Definition
A foundational rule of energy management stating that an airplane's total energy state is determined by the combined use of pitch (which trades altitude for airspeed or vice versa) and power (which adds or removes total energy through thrust). Neither control alone governs the airplane's energy; they must be coordinated. Pitch redistributes existing energy between altitude (potential energy) and airspeed (kinetic energy), while power changes the total amount of energy available.
Plain English
How fast the airplane is going and how high it is together make up its energy. The pilot manages that energy by using the elevator and the throttle together. The elevator shifts energy between speed and height, and the throttle adds or removes energy overall.
Context Anchor
Seen when learning climbs, descents, approaches, go-arounds, and any situation where the pilot must manage both airspeed and altitude.
Derivation
“Pitch” comes from older uses meaning to set or place at an angle. “Power” means the ability to do work. “Energy” comes from a Greek idea of being active or at work.

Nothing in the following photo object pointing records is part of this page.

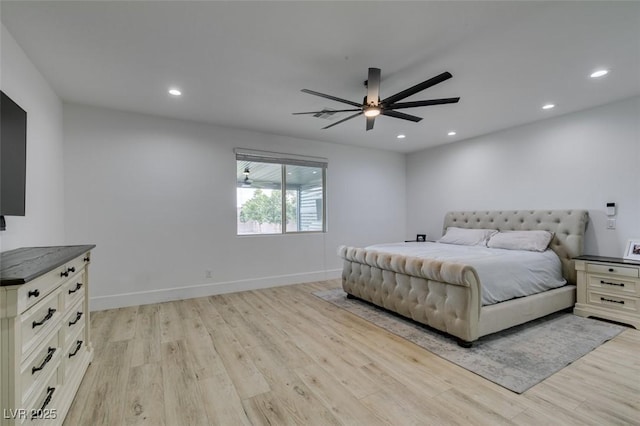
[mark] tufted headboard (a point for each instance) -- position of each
(568, 227)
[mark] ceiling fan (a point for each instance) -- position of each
(372, 106)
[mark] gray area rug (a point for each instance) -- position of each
(517, 358)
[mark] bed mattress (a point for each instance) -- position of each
(503, 274)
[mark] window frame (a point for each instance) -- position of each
(284, 160)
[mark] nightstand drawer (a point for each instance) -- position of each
(614, 285)
(613, 270)
(614, 302)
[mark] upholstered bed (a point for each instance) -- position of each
(446, 295)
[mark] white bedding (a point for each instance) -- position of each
(504, 274)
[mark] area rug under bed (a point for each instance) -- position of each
(517, 358)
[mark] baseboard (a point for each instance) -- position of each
(122, 300)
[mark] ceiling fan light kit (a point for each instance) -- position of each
(372, 106)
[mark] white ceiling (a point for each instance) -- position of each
(242, 64)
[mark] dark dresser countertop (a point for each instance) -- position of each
(22, 265)
(607, 259)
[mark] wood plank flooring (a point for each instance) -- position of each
(281, 356)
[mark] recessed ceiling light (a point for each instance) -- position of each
(599, 73)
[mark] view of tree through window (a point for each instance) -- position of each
(264, 208)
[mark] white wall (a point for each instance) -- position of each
(43, 223)
(581, 160)
(157, 197)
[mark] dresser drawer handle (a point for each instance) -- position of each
(50, 391)
(78, 316)
(78, 287)
(50, 313)
(608, 283)
(50, 353)
(604, 299)
(75, 352)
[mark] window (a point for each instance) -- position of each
(279, 193)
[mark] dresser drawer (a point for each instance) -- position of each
(31, 293)
(38, 321)
(38, 366)
(73, 321)
(623, 271)
(74, 354)
(43, 409)
(613, 284)
(73, 290)
(614, 302)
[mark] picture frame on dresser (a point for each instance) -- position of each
(632, 251)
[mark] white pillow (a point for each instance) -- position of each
(467, 237)
(521, 240)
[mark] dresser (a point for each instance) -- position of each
(609, 288)
(45, 345)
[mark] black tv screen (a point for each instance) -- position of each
(13, 157)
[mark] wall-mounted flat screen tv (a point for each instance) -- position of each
(13, 157)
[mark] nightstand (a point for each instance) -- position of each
(609, 288)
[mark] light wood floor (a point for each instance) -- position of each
(282, 356)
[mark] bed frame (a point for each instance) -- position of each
(446, 295)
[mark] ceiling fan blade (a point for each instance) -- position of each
(370, 121)
(417, 88)
(327, 111)
(343, 120)
(401, 115)
(373, 87)
(402, 105)
(333, 98)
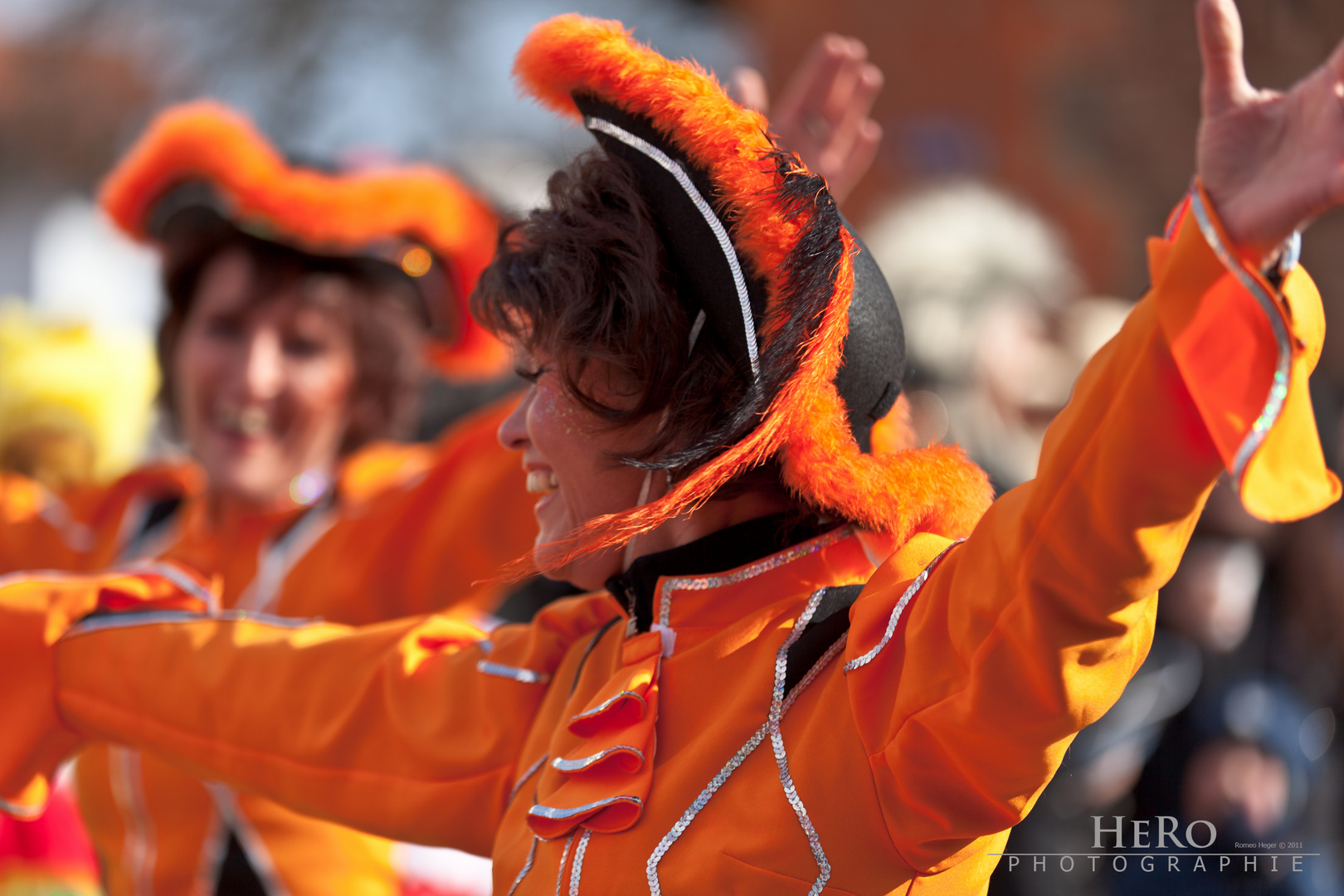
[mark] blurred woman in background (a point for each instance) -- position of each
(301, 310)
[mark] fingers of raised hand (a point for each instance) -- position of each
(1220, 42)
(747, 88)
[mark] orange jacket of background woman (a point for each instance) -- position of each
(407, 529)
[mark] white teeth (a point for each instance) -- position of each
(251, 421)
(542, 481)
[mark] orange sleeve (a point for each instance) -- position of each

Together, the phrase points to a practical flying idea: the airplane’s nose angle and engine output determine what the airplane can do next.
Why Pilots Care
Correct energy management lets the pilot maintain stable airspeed and altitude, avoid stalls, and fly precise approaches and go-arounds.
Analogy
Think of a bicycle on a hill. Pedaling harder is power -- it adds energy. Tilting downhill or uphill is pitch -- it trades height for speed or speed for height. To arrive at the bottom of the hill at the right speed, you manage both together, not one or the other.
Grounding Statement
If the nose is raised without enough power, the airplane may slow down; if power is added without the right pitch, the airplane may speed up or climb more than intended.
Intuition Check
Do not assume pitch controls only altitude and power controls only speed. In real flying, pitch and power work together to control the airplane’s total speed-and-altitude condition.
Example Sentence 1
On final approach, the instructor reminded the student that pitch plus power controls energy state, so reducing power without adjusting pitch would cause the airspeed to decay below approach speed.
Example Sentence 2
During a go-around the pilot adds power and raises pitch to change the energy state from descent to climb.